Its main stupa preserves sacred relics of the Gautama Buddha and the three preceding Buddhas. Sunshedagon Pagoda: History, Architecture & Temples You will get to know a nice and important memorial of Buddhism in this lesson: the Shwedagon Pagoda. Discover the story of this shrine, its features and the arts in it, as well as its importance as a buddhistic memorial. Is the Shwedagon Pagoda? Shwedagon Pagoda is a buddhistic pagoda in Yangon, Myanmar, in Southeast Asia.

It is an important buddhistic memorial with a long story encircled by legend. Pagodas are temples of sorts, usually made up of a multi-storey one. The Shwedagon is actually a stupa, which is a holy Buddhistic form of a church bells, often with a reliquary inside.

Archeologists and scientists say the Shwedagon Pagoda was constructed by the Mon tribe of Myanmar. The building work should have begun in the sixth c.. In the beginning the original structures were much lower than the present ones. It was in the 16th and 18th centuries when the Myanmar king Binnya U chose to reconstruct the church and increase its altitude to about 60ft.

In the fifteenth centuary Queen Binnya Thau carried out important work. It increased the level of the temples to about 130 ft, built patios on the hillside where the pit is situated and fortified the uppermost patio with rocks. As early as the sixteenth centuary, the Shwedagonagh was an important Buddhaist memorial to pilgrims in Burma.

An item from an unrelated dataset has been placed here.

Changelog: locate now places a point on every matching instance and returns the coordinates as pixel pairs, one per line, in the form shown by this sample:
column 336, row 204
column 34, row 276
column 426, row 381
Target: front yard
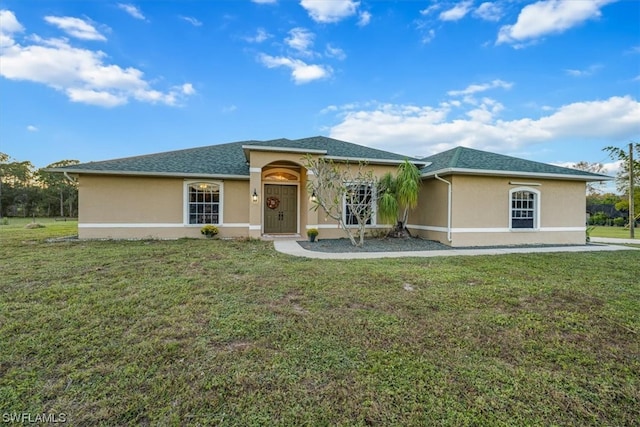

King Hsinbyushin had it fixed and extended to its present level of almost 330 ft in the latter part of the eighteenth centuary, after several quakes had destroyed the dam. Behind the origin of the ancestry of the podium is a myth. This place became the Shwedagonagoda. From the fifteenth to the eighteenth centuries, the temples with annexes, chests and other memorials have been growing.

Today the complex is made up of the central stupa and: There are four smaller Stupa, each aligned to a different point of the cardinals. There are eight small chests in each of the eight corner of the central stupa. Situated on a hillside, the large gold stupa, the central structure is made up of several parts and floors that rise from its eight-sided pedestal.

The plinth is used as a plinth for the real brickwork building with many small marble racks. At the bottom of the main part of the podium are three eight-sided patios, which can only be accessed by religious. At the top is the pointed tower shaped one.

There are seven concentrated circles in the lower part, the central part in the leaf of the lotsus, the top part in the drop shaped and the shade that surrounds the entire body. It is adorned with fine fabrics. In fact, the gilded outer surface is made of many pieces of gilded plate that cover the tilework.